Austin short-term rentals averaged about 57% occupancy over the June 2025 to May 2026 period, equivalent to roughly 205 booked nights a year. That is a few points below the US tracked-city average of around 60%, but the city's high nightly rate of about $165 means monthly revenue still lands above the national average at around $2,646 per listing.
March and October are by far the strongest months. March is driven by SXSW (12-18 March 2026), while October stacks the Austin City Limits festival (2-4 and 9-11 October 2026), the Formula 1 US Grand Prix and University of Texas football. With a 53% seasonality index, loading rates for these event weekends matters far more than mid-week summer pricing. January and February are the weakest months.

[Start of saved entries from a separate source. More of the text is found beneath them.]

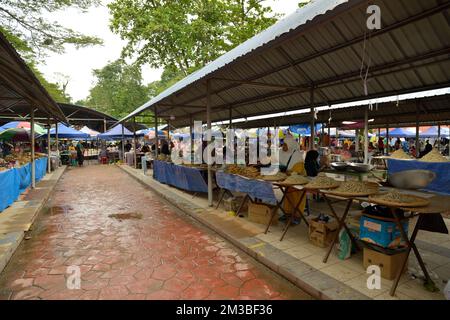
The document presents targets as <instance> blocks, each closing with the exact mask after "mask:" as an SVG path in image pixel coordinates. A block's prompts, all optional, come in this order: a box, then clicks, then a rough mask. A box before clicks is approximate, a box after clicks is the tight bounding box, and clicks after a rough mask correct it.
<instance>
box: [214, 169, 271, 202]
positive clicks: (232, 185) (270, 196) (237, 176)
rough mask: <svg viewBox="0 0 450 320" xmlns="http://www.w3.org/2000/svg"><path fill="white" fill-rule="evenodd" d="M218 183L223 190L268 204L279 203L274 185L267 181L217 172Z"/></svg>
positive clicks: (216, 174)
mask: <svg viewBox="0 0 450 320" xmlns="http://www.w3.org/2000/svg"><path fill="white" fill-rule="evenodd" d="M216 183H217V185H218V186H219V187H220V188H222V189H226V190H229V191H235V192H243V193H246V194H248V195H249V197H250V198H252V199H253V200H254V199H259V200H261V201H262V202H265V203H268V204H276V203H277V198H276V197H275V193H274V192H273V187H272V184H271V183H270V182H267V181H260V180H253V179H247V178H245V177H241V176H238V175H235V174H229V173H225V172H221V171H217V172H216Z"/></svg>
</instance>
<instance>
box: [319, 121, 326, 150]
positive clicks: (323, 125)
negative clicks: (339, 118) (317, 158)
mask: <svg viewBox="0 0 450 320" xmlns="http://www.w3.org/2000/svg"><path fill="white" fill-rule="evenodd" d="M324 137H325V123H323V122H322V134H321V135H320V146H321V147H325V144H324V143H323V142H324V141H323V140H324Z"/></svg>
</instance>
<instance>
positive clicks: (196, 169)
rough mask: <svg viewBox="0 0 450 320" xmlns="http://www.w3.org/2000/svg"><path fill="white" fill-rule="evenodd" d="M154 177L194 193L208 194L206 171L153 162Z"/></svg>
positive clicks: (165, 183)
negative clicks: (207, 193)
mask: <svg viewBox="0 0 450 320" xmlns="http://www.w3.org/2000/svg"><path fill="white" fill-rule="evenodd" d="M153 177H154V179H155V180H157V181H159V182H161V183H164V184H168V185H171V186H174V187H177V188H179V189H182V190H186V191H192V192H203V193H207V192H208V186H207V184H206V180H205V179H206V178H205V169H204V168H196V167H187V166H183V165H176V164H174V163H171V162H168V161H161V160H154V161H153Z"/></svg>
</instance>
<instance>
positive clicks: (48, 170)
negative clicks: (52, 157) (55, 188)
mask: <svg viewBox="0 0 450 320" xmlns="http://www.w3.org/2000/svg"><path fill="white" fill-rule="evenodd" d="M51 171H52V170H51V161H50V118H48V120H47V173H50V172H51Z"/></svg>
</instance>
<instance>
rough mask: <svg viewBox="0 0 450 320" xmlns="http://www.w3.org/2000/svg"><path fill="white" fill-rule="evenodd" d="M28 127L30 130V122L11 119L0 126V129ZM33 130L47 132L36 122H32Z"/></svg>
mask: <svg viewBox="0 0 450 320" xmlns="http://www.w3.org/2000/svg"><path fill="white" fill-rule="evenodd" d="M14 128H15V129H28V130H31V123H30V122H27V121H11V122H8V123H6V124H4V125H3V126H1V127H0V131H2V130H6V129H14ZM34 132H35V133H36V134H44V133H45V132H47V130H45V129H44V128H43V127H41V126H40V125H38V124H37V123H35V124H34Z"/></svg>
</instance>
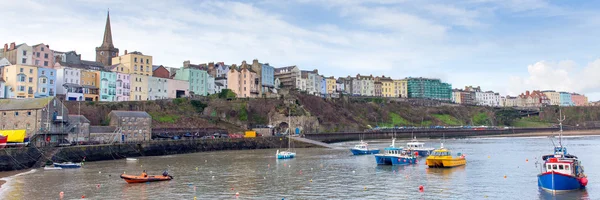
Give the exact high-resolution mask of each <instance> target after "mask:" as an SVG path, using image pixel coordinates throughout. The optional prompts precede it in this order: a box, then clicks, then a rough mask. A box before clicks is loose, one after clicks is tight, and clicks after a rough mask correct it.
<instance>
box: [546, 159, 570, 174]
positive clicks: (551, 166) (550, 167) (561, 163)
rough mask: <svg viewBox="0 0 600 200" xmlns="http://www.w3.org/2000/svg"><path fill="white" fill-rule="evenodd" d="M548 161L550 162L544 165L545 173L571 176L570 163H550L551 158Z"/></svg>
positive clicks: (550, 162)
mask: <svg viewBox="0 0 600 200" xmlns="http://www.w3.org/2000/svg"><path fill="white" fill-rule="evenodd" d="M550 160H551V161H550V162H548V163H546V164H545V165H544V166H545V168H546V172H552V171H553V172H558V173H561V174H569V175H571V174H573V167H572V163H571V162H552V160H553V158H551V159H550Z"/></svg>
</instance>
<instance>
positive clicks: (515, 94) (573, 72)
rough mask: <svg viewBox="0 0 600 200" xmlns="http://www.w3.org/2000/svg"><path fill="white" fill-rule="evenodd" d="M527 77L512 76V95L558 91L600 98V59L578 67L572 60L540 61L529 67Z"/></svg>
mask: <svg viewBox="0 0 600 200" xmlns="http://www.w3.org/2000/svg"><path fill="white" fill-rule="evenodd" d="M527 72H528V75H527V76H525V77H520V76H511V77H510V78H509V79H508V83H509V84H510V85H509V88H510V92H509V93H510V94H511V95H516V94H520V93H522V92H524V91H525V90H557V91H566V92H578V93H584V94H589V95H590V96H592V97H600V96H599V95H600V93H599V92H598V91H600V81H599V80H598V79H597V78H596V76H597V74H600V59H597V60H594V61H592V62H590V63H588V64H587V65H586V66H585V67H583V68H581V67H578V65H577V63H576V62H574V61H572V60H563V61H559V62H548V61H539V62H536V63H534V64H531V65H529V66H527Z"/></svg>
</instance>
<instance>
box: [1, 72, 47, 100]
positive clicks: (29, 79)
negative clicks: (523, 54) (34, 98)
mask: <svg viewBox="0 0 600 200" xmlns="http://www.w3.org/2000/svg"><path fill="white" fill-rule="evenodd" d="M37 73H38V68H37V67H36V66H33V65H10V66H5V67H4V68H3V69H2V73H0V75H2V78H4V82H5V84H6V87H7V88H6V89H7V90H6V93H7V98H18V99H25V98H35V91H36V90H37V82H38V81H37V78H38V74H37ZM9 95H10V96H9Z"/></svg>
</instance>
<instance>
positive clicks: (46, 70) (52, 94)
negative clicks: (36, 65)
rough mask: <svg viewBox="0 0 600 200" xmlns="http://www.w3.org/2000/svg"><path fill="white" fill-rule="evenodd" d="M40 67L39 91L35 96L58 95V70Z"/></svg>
mask: <svg viewBox="0 0 600 200" xmlns="http://www.w3.org/2000/svg"><path fill="white" fill-rule="evenodd" d="M37 68H38V73H37V74H38V77H37V80H36V81H37V91H36V92H35V98H42V97H54V96H56V70H55V69H52V68H44V67H37Z"/></svg>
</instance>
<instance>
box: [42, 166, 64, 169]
mask: <svg viewBox="0 0 600 200" xmlns="http://www.w3.org/2000/svg"><path fill="white" fill-rule="evenodd" d="M57 169H62V167H54V166H52V165H46V166H44V170H57Z"/></svg>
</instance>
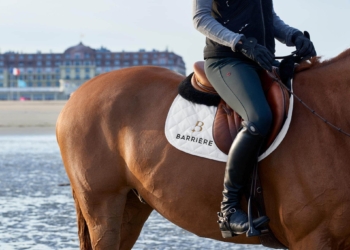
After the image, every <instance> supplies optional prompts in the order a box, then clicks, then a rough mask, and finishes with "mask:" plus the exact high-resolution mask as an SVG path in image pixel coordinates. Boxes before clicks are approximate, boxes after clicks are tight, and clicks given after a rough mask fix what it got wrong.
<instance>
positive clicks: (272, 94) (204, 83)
mask: <svg viewBox="0 0 350 250" xmlns="http://www.w3.org/2000/svg"><path fill="white" fill-rule="evenodd" d="M272 73H273V77H274V78H273V77H271V76H270V75H269V74H268V73H267V72H264V73H263V74H262V75H261V76H260V79H261V82H262V86H263V90H264V93H265V96H266V99H267V102H268V103H269V105H270V108H271V111H272V116H273V125H272V128H271V131H270V133H269V136H268V138H267V141H266V143H265V146H264V149H267V148H268V147H269V146H270V145H271V144H272V142H273V141H274V140H275V138H276V136H277V135H278V133H279V132H280V130H281V128H282V126H283V124H284V121H285V120H286V118H287V114H288V109H289V94H288V92H287V90H286V89H284V88H282V87H281V86H280V84H279V83H278V82H277V81H276V80H275V79H279V76H278V73H277V68H274V69H273V72H272ZM191 84H192V86H193V87H194V88H195V89H196V90H198V91H201V92H205V93H209V94H213V95H218V94H217V92H216V91H215V89H214V88H213V87H212V85H211V84H210V82H209V80H208V78H207V76H206V75H205V72H204V61H200V62H196V63H195V64H194V74H193V76H192V78H191ZM242 121H243V119H242V118H241V117H240V116H239V115H238V114H237V113H236V112H235V111H233V110H232V109H231V108H230V107H229V106H228V105H227V104H226V103H225V102H224V101H223V100H222V99H221V101H220V103H219V105H218V109H217V112H216V115H215V119H214V125H213V137H214V141H215V143H216V145H217V146H218V148H219V149H220V150H221V151H222V152H224V153H225V154H228V152H229V150H230V147H231V145H232V142H233V140H234V139H235V137H236V135H237V133H238V132H239V130H240V129H241V127H242V125H241V124H242Z"/></svg>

Yes. Austin requires a city STR licence for every operator regardless of platform, classified as Type 1 (owner-occupied), Type 2 (non-owner-occupied single-family or duplex) or Type 3 (multifamily). Since the February 2025 overhaul effective 1 October 2025, licences last two years, the licence number must appear on listings, and you cannot operate two STRs within 1,000 feet of each other. Hotel Occupancy Tax also applies.
Downtown and Rainey Street earn the highest rates thanks to nightlife and convention-centre proximity. South Congress (SoCo) performs strongly with leisure and design-minded guests, while East Austin offers a hipper vibe and better rate-to-cost economics. Zilker is ideal for ACL weekends, and The Domain in north Austin suits steadier corporate and tech travellers with less festival volatility.